Global Economy = Great; Venture Economy = Not so Much
Good times are here again….well, sort of. In a survey of venture capitalists and tech executives, 85% of respondents said that the global economy was marching slowly-but-steadily up and to the right. Last year, only 69% of respondents felt that good about the economy. It’s a surprisingly rosy picture given the drumbeat of worries over the stalling recovery and the potential for a double-dip recession.
Of course there’s good reason the everyday people who work at these tech companies may not feel so happy: While 72% of executives said they expect sales to grow, only 47% said they expected to hire more people. And the hiring outlook is worse for big companies: Only 40% of executives from technology company with more than $1 billion in annual revenues say they planned to hire over the next year. The survey was done by DLA Piper and can be read in its entirety here.
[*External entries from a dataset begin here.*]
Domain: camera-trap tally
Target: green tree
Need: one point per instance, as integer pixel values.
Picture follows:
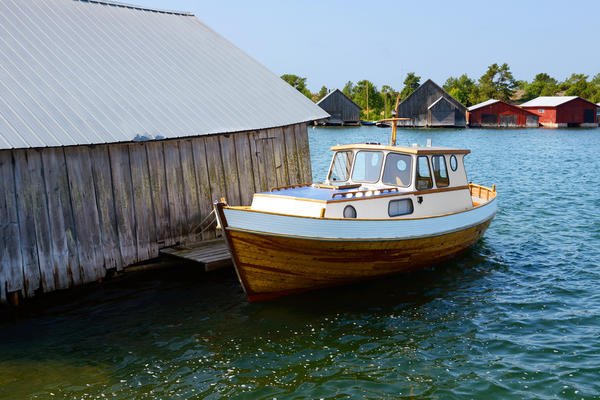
(542, 85)
(298, 83)
(348, 89)
(595, 89)
(462, 89)
(577, 85)
(411, 83)
(388, 95)
(365, 94)
(497, 83)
Ok, so another job-less recovery isn’t great news for the US, but these guys seem like a pretty optimistic bunch otherwise, right? Until you ask them about the venture economy. The most surprising stat: A whopping 72% of respondents said that they no longer viewed an IPO as the optimal exit for a venture-backed company. Let me repeat that: Only one-quarter of the VCs and Valley executives surveyed said their goal when starting or funding a company was to take it public. That’s like Barry Bonds going up for bat and thinking his best bet to score runs is a walk.
Peter Astiz, Co-Head of DLA Piper’s Technology Sector Practice called it a “profound, game-changing development.” He continued, “If there is a long-term expectation that the IPO market will not rebound, that means a reduction in the number of dramatic ‘home runs’ for venture capital investors and lower overall returns. Fewer IPOs also means fewer small- and medium-size public technology companies which traditionally have been the acquirers for venture-backed company exits.”
There are always those who counter worries about a lackluster IPO market by shrugging and saying it’s acquisitions that provide the bulk of venture returns, not IPOs. That’s true. But there’s a huge difference between an acquisition so juicy you can’t say no, and not even having the IPO as the end goal in the first place. Generally, it’s the companies who could go public who get the jaw-dropping acquisition offers.
The ripple effect wasn’t lost on the tech executives polled: 59% of them said the venture business was permanently altered as a result of systemic changes in the IPO market and that shift would result in fewer VC firms and tech companies in the future.
IPOs play an important role in the broader economy as well, generating wealth and jobs and becoming the acquirer of future up-and-coming companies. IPOs are crucial to a vibrant stock market, which in turn is pretty crucial to America given how much of our 401(k) and retirement plans are invested in stocks. Grant Thornton has estimated that we need some 360 new IPOs a year to make up for the companies the markets lose due to de-listings or mergers. The US hasn’t produced those numbers since 2000, and if this survey is any indication, a big chunk of the tech ecosystem isn’t even trying anymore.